En l’espèce une salariée engagée en qualité de dessinatrice par une société a été placée en arrêt maladie. Après l’avis d’inaptitude à son poste de travail sans seconde visite, avec danger immédiat constaté par la médecine du travail et étant donné l’impossibilité de la reclasser, elle a fait l’objet d’une procédure de licenciement pour inaptitude. Or, la salariée a saisi le Conseil de Prud’hommes de diverses demandes relatives à l'exécution et à la rupture du contrat de travail.

Notamment, elle sollicitait une indemnisation spécifique du fait du tabagisme passif dont elle avait été victime.

Pour débouter la salariée, la Cour d’Appel avait retenu que dans le document manuscrit particulièrement détaillé et spontané, réalisé pour son entretien d'évaluation en mars 2010, la salariée était très satisfaite de ses conditions de travail, qu'elle dépeignait une bonne ambiance d'équipe et de bonnes relations avec l'employeur, et ne se plaignait en aucune façon de tabagisme passif ou de froid, alors qu'elle émettait des observations sur le bruit.

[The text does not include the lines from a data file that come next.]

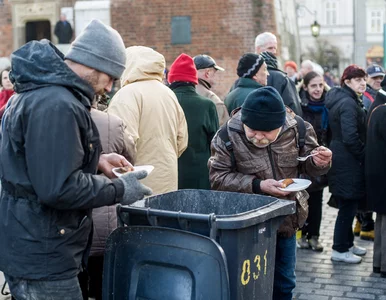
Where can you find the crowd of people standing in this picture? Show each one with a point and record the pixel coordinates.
(58, 151)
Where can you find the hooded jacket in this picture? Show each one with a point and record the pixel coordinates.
(203, 89)
(347, 120)
(153, 116)
(237, 97)
(49, 154)
(113, 139)
(277, 161)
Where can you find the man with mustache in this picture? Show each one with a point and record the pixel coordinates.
(264, 138)
(50, 154)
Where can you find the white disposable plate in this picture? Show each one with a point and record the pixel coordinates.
(298, 185)
(147, 168)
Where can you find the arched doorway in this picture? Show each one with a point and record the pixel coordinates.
(37, 30)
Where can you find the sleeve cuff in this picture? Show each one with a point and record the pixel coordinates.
(256, 186)
(119, 189)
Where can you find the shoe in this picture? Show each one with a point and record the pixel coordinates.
(302, 243)
(347, 257)
(367, 235)
(315, 244)
(357, 228)
(358, 250)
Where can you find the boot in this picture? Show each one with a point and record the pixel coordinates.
(357, 227)
(367, 235)
(315, 244)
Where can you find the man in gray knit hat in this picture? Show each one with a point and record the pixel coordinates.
(50, 153)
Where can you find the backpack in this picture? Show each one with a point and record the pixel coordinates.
(223, 134)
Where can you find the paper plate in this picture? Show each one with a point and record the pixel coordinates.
(298, 185)
(147, 168)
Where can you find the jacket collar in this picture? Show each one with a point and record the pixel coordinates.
(204, 83)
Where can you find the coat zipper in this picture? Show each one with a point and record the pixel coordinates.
(271, 161)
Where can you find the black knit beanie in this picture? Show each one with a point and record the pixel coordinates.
(263, 110)
(249, 65)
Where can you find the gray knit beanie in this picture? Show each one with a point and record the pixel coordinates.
(99, 47)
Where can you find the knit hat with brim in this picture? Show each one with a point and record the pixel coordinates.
(99, 47)
(183, 69)
(249, 65)
(263, 110)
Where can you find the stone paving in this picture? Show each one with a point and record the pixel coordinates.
(318, 278)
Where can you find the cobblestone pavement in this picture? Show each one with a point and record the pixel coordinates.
(318, 278)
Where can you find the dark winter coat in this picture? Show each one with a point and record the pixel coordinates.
(376, 161)
(315, 118)
(237, 96)
(379, 99)
(201, 117)
(63, 31)
(49, 154)
(347, 120)
(277, 161)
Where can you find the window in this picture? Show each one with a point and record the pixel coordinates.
(331, 12)
(376, 21)
(181, 30)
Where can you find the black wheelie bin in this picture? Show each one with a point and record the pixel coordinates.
(244, 225)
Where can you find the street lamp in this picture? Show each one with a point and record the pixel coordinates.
(315, 27)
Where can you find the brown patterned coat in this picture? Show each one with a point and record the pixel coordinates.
(277, 161)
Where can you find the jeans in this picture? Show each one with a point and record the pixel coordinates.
(285, 262)
(343, 233)
(312, 226)
(24, 289)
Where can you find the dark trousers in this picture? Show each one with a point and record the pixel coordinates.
(366, 220)
(90, 280)
(312, 225)
(343, 234)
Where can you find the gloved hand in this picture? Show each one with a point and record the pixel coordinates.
(134, 190)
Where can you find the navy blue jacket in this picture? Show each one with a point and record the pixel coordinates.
(347, 120)
(49, 152)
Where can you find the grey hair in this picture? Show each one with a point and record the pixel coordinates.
(263, 38)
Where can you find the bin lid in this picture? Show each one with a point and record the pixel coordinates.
(143, 262)
(230, 210)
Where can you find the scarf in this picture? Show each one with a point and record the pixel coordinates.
(319, 108)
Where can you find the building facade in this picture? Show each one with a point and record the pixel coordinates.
(354, 26)
(223, 29)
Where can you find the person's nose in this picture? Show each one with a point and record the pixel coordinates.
(109, 86)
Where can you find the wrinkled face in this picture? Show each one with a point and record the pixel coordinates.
(315, 88)
(290, 71)
(305, 69)
(6, 83)
(357, 84)
(375, 82)
(261, 139)
(100, 82)
(262, 75)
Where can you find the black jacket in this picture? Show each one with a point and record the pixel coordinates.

La Cour avait tenu compte de l’argument de l’employeur précisant que la salariée accompagnait ses collègues lors des pauses cigarette dans le garage, alors qu'elle n'y était nullement obligée et que sa présence dans le cabinet était extrêmement réduite, se comptant en jours, à compter d'octobre 2010, et qu'au vu du certificat médical produit, ses arrêts étaient motivés par une tendinopathie calcifiante, affection sans aucun lien avec un tabagisme passif.

La Cour de Cassation n’est pas d’accord avec l’analyse retenue par la Cour d’Appel puisqu’au visa de l’article L.4121-1 du code du travail, la Haute juridiction rappelle l’obligation de sécurité incombant à l’employeur.

La Cour de Cassation précise donc que les motifs invoqués par l'employeur ne suffisent pas à l'exonérer de sa responsabilité en matière d'exposition au tabagisme passif.

Encore une fois, cet arrêt démontre la lourde obligation de l’employeur en matière d’hygiène et de sécurité au sein de l’entreprise.